Former prime minister Paul Keating said expanding NATO’s ties with Asia would be like exporting poison.
Albanese and Scholz will on Monday announce an agreement for Australia to sell 100 Queensland-made Boxer heavy weapons carriers to Germany in a $1 billion deal that is believed to be one of the nation’s biggest defence export contracts.
“This agreement will boost Australia’s sovereign defence industry,secure local jobs and contribute to Australia’s economic growth,” Albanese said.
French President Emmanuel Macron is seeking to kibosh a plan by NATO officials to open a liaison office in Japan,insisting the proposal would take the alliance too far away from its North Atlantic geographical boundaries.

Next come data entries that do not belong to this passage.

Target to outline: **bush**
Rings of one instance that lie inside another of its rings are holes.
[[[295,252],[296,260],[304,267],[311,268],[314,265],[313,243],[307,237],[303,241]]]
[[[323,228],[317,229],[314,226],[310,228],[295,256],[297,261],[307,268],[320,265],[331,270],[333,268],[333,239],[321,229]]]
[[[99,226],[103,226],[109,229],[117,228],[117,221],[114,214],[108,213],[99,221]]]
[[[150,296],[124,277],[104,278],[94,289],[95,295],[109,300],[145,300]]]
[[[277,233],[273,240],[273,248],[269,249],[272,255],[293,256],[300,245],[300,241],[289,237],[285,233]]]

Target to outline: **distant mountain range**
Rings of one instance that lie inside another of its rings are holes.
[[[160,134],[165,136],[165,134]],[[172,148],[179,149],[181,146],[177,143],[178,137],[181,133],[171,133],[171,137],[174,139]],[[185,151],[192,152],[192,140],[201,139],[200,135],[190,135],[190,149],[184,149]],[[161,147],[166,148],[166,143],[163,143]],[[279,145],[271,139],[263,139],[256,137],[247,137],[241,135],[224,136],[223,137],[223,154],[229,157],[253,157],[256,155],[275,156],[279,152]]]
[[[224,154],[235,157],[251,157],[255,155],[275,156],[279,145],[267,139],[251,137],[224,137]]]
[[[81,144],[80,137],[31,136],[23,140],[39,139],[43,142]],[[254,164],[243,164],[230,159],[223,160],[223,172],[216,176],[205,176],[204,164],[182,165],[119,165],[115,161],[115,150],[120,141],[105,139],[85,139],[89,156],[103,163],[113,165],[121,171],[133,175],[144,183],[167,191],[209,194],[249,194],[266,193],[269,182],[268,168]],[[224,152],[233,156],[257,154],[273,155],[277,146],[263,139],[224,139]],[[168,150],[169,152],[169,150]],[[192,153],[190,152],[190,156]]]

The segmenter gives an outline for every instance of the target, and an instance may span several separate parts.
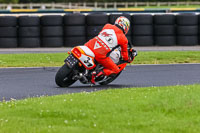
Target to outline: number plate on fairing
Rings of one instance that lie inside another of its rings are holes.
[[[65,59],[65,63],[69,66],[69,68],[72,68],[78,63],[78,59],[76,59],[72,54],[70,54]]]
[[[96,66],[96,64],[93,61],[93,58],[91,58],[90,56],[82,54],[79,60],[86,67],[86,69],[92,69]]]

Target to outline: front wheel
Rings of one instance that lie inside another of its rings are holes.
[[[122,71],[121,71],[122,72]],[[115,76],[109,76],[107,77],[103,82],[99,82],[100,85],[107,85],[111,82],[113,82],[120,74],[121,72],[119,72],[117,75]]]
[[[64,64],[56,73],[56,84],[60,87],[68,87],[76,82],[76,80],[72,79],[72,76],[72,68],[69,68],[66,64]]]

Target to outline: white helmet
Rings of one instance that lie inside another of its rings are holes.
[[[125,34],[128,33],[128,30],[130,28],[130,21],[126,17],[118,17],[115,21],[115,24],[120,26],[124,30]]]

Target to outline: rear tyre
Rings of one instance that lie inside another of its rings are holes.
[[[72,85],[76,80],[72,80],[72,69],[64,64],[56,73],[55,81],[60,87],[68,87]]]

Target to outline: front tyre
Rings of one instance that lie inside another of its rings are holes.
[[[68,87],[76,82],[76,80],[72,80],[72,76],[72,68],[69,68],[66,64],[64,64],[56,73],[56,84],[60,87]]]
[[[121,71],[122,72],[122,71]],[[110,76],[110,77],[107,77],[103,82],[100,82],[99,84],[100,85],[107,85],[111,82],[113,82],[120,74],[121,72],[119,72],[117,75],[115,76]]]

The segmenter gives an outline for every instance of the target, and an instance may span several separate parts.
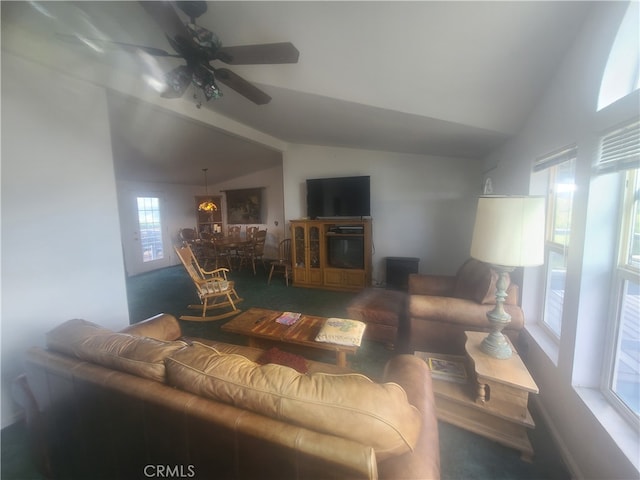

“We are not in favour as a matter of principle,” an Elysee Palace official told reporters on Friday. “As far as the office is concerned,the Japanese authorities themselves have told us that they are not extremely attached to it.”
Albanese will attend the annual NATO summit for the second year running as part of the so-called “IP4”:a group of four non-member states in the Indo-Pacific comprising Australia,South Korea,Japan and New Zealand.
In a statement issued on Sunday,Keating said:“President Macron of France is right to warn NATO away from any expansion into Asia,reminding all and sundry of NATO’s Atlantic design and focus.”
Claiming that “the Europeans have been fighting each other for the best part of 300 years”,Keating said:“Exporting that malicious poison to Asia would be akin to Asia welcoming the plague upon itself.